郎中抢白道:“是四阿哥仁慈,奴才只是直抒胸臆。”
依刑部律例,这种牵扯到皇帝的大事是要移交给三司会审,轮番提讯的。
“这是从她房间里搜出来的残纸,应当是来不及烧完的。”弘昼说着命人拿出个小匣子。
小匣子里放的是一幅普通佛像图,只不过包装惊奇罢了弘历不甚在意,只摸着残纸上老母二字,他低喃而出。
不管老母是何意,既然是来不及烧掉的,就是有用的。
出去之后,弘昼看着自家四哥一脸认真,摇摇扇子,哼出一个鼻音道:“老母?”
“四哥,我只知道黎山老母,莫不是几人是唱大戏的,专门跑到皇宫来组织排一出戏?不过搭上人命,也真是犯上作乱了。”
“说什么呢,朝廷大事儿戏不得,只是只这几个字也查探不出什么。”不眠不休查了几天,
弘历看着手里东西,鸡肋般食之无味,弃之可惜。
“难不成是和这幅画像有关?”慎刑司的官员说完,忐忑的看了眼五阿哥,弘昼也是摇摇头一脸懵懂。
这让慎刑司官员大松了口气,毕竟皇上将这样隐秘的事讲给阿哥来办,就是想看看四爷和五爷的本领,如果这两位爷打起来,他就难办了,一女不嫁二夫,他可是早早便给四阿哥递了枝子的。
坤宁宫里皇后在侧间写着奏折,蝇头小楷的字很是俊秀,宫里的人事调配等一系列事情都有皇后统一上奏,才能登案造册,最近刘嬷嬷的事给皇后带来不少负面影响,只有投入到宫务的忙碌中她才能减轻心里的罪恶感。
刘嬷嬷是个老油条了,从她嘴里也问不出什么话,正在移交三司审问的时候,雍正突然要让皇后去审问,曾经的主子。
皇后看着刘嬷嬷面色复杂。
弘历原本以为是在平常不过的提审讯,刘嬷嬷却因此死了,线索也就此中断。
“四爷可能是最近太操劳了,皇后娘娘在里面。”当天刚踏进慎刑司之前的弘历只觉身子莫名一晃,幸好是福彭带着侍卫来和他一起审讯一把扶住了他。
“没事。”研究了几天之后,他终于找到了一个漏洞,只要找到皇后与刘嬷嬷对质他便能查清这段真相。
走进大门,见皇后端着茶杯正慢慢抚去杯上茶叶,语气淡淡一副华贵优雅的妇人形象,弘历刚打算进去问问,转过头来道:“福彭,为何拉我?”
福彭在青海遭过一次地震,察觉到土地微恍便警觉起来,手放在嘴上扩音大声道:“谁也别进去,快出来!快出来,保护四阿哥!都去找个高地趴下,趴下。

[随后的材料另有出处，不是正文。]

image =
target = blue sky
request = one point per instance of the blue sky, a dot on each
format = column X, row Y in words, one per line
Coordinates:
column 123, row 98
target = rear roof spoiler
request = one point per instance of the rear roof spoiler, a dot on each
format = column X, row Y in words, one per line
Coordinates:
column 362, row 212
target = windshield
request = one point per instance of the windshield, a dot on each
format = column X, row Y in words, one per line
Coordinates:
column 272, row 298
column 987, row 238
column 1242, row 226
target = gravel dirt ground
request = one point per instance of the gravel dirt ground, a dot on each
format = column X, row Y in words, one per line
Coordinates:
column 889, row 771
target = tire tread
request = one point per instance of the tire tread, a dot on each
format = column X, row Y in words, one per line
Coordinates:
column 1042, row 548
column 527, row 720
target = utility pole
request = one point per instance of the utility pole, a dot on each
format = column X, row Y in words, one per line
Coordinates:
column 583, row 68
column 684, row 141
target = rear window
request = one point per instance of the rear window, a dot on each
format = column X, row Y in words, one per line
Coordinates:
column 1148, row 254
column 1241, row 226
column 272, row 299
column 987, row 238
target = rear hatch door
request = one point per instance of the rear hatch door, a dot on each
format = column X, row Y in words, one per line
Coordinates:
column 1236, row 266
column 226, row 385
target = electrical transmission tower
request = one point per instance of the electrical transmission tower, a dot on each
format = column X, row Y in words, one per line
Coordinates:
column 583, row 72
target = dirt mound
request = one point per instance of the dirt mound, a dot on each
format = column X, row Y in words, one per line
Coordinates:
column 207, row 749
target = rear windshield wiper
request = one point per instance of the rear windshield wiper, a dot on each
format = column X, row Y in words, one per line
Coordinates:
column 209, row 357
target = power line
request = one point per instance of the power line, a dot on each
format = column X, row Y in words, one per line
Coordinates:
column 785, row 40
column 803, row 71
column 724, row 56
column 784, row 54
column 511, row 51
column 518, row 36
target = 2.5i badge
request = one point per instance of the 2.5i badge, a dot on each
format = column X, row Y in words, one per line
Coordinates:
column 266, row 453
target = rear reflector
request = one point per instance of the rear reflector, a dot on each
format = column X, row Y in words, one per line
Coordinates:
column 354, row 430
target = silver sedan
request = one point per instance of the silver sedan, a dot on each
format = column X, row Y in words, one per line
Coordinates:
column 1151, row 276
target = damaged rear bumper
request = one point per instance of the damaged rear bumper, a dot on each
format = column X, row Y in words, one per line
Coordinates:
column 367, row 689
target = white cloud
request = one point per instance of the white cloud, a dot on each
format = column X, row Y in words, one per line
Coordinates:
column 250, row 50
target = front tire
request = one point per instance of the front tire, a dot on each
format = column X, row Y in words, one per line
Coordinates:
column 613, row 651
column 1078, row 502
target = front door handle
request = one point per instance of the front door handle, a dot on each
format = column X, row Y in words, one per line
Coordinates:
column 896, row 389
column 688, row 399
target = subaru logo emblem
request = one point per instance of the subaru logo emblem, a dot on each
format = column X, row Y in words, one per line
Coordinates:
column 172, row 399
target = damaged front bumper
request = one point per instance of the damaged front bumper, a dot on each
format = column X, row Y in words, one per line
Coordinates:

”
周围侍卫立马围过来护着弘历,弘历虽觉可惜,还是调了一部分侍卫兵丁去护卫手无寸铁的皇后,然后在附近找了个高地匍匐着。
果真福彭话音刚落,下一刻,整个大地都沸腾晃动起来。
地震来得凶又猛,活像只苏醒的狮子疯狂翻动地表,天地一沉,弘历一行人亲眼看着房屋霎时间倒塌一片。
京师地震席卷了整个皇城,紫禁城目光所至一片慌乱,弘历想到乾西二所里坐月子的富察氏,心突然就像颗绿油油的小草,被一双暴力的手连根拔起,浑身有点蔫蔫的。
不过他却只能呆在这一动不动,毕竟,在余震来袭之前动一下都有可能承受地震的二次伤害。
“嬷嬷……你!”被刘嬷嬷退出去老远的皇后后知后觉地捂红了嘴,只觉心如刀绞,她没想到会是这样。
刘嬷嬷被压在废墟下露了个头,眼眶里闪烁着泪水,弘历在假山石头上,福彭死命拽着不让他靠近,
所以他只能看到一个灰头土脸的老人穿着身血衣在地上蛆虫一样,挪动的地上拉着血扬扬长长五米。
每一步都看得众人心中沉重,喘不过气来。
“嬷嬷!”
“四阿哥说的没错,我这一生就是害人害己,辜负了娘娘的信任,奴才对不起娘娘,就是爬也要爬到娘娘身边……”刘嬷嬷看着自己护了大半辈子,自己又去毫不犹豫给了一刀的皇后甩开众人保护失了贵女母仪天下的姿态,红了眼眶大叫。
然后有气无力的垂手,闭上了眼睛,弘历只听得刘嬷嬷最后说。
“奴才这一辈子都亏欠娘娘。”
京师地震虽说殃及池鱼,但弘历的家眷们早在第一时间被驻守圆明园的八旗亲兵接到蓬莱岛上的一艘船上避难,富察氏高氏等人安好,弘历只看了眼安全就去勤政殿请折子和熹妃一起去找了皇后。
与此同时京师大觉寺地下陷落,发现了一批假冒僧人的泼皮,老母这个类似母亲的关键词也找到了出处。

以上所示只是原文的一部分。